第二子,名前も漢字も悩みました。2016/03/19

きまったばぶー
出産前のことですが、二女の名前には相当に悩みました。

長女のときは良かったのです。偶然ですが、私も嫁ちゃんも同じ名前(読み仮名)が好きで、娘が出来たらその名前にしようと決めていたからです。

だから、その名前になるように、当てはめる漢字をあーでもないこーでもないと探し回れば良かったからです。

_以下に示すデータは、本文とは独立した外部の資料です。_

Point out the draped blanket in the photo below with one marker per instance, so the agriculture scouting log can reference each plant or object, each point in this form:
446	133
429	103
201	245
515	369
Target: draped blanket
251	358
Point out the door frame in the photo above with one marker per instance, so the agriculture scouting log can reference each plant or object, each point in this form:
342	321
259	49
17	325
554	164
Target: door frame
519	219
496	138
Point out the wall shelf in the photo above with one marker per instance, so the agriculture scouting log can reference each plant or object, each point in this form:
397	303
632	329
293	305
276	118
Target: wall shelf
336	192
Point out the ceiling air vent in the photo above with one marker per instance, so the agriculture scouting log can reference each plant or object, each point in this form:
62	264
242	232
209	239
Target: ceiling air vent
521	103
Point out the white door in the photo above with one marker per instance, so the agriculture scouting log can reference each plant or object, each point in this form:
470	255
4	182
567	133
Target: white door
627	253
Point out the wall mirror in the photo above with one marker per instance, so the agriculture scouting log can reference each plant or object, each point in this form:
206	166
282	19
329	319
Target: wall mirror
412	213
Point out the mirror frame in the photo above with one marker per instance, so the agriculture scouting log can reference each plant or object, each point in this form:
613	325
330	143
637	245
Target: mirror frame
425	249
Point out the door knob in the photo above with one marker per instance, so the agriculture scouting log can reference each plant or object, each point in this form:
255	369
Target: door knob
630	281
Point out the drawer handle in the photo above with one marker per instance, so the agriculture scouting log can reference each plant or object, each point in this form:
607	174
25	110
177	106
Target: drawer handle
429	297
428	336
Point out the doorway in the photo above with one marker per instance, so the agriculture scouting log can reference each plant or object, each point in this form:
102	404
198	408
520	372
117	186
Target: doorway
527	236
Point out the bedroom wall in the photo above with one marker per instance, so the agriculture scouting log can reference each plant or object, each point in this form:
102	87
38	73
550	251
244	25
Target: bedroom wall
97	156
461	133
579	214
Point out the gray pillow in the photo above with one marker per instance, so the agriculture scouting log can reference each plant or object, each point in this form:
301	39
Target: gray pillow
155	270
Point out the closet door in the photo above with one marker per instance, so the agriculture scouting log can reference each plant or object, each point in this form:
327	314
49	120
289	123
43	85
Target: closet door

しかし二女は読み仮名から決めないといけません。そして漢字です。

 嫁ちゃんと長女にあわせた名前、

 漢字も気に入ったもの、

 キラキラネームと思われない、

 画数がほどほど、

 字のバランスがいい、

 姓名判断でいい結果が出ている、

など条件はいろいろありました。



そして、長女のときもそうだったのですが、

ちょっと考えないと読めないけど、読めると「ああ、なるほどね」と覚えてもらえる。

そんな漢字にしたかったのです。



読み仮名を決めたら、それに当てはまる漢字をいろいろ引っぱってきて、いろいろ組み合わせて、縦書きも横書きも実際に書いてみてバランスを考え、候補を絞り込んでいきました。

意外性のある読みにはできませんでしたが、二人が気に入っている漢字を使うことができました。

この漢字の組み合わせの人には自分では会ったことがないので,そういう意味でも気に入ることができました。

あとは,三人の名前を呼び間違えないようにすることですね。

女系社会に飲み込まれませんように。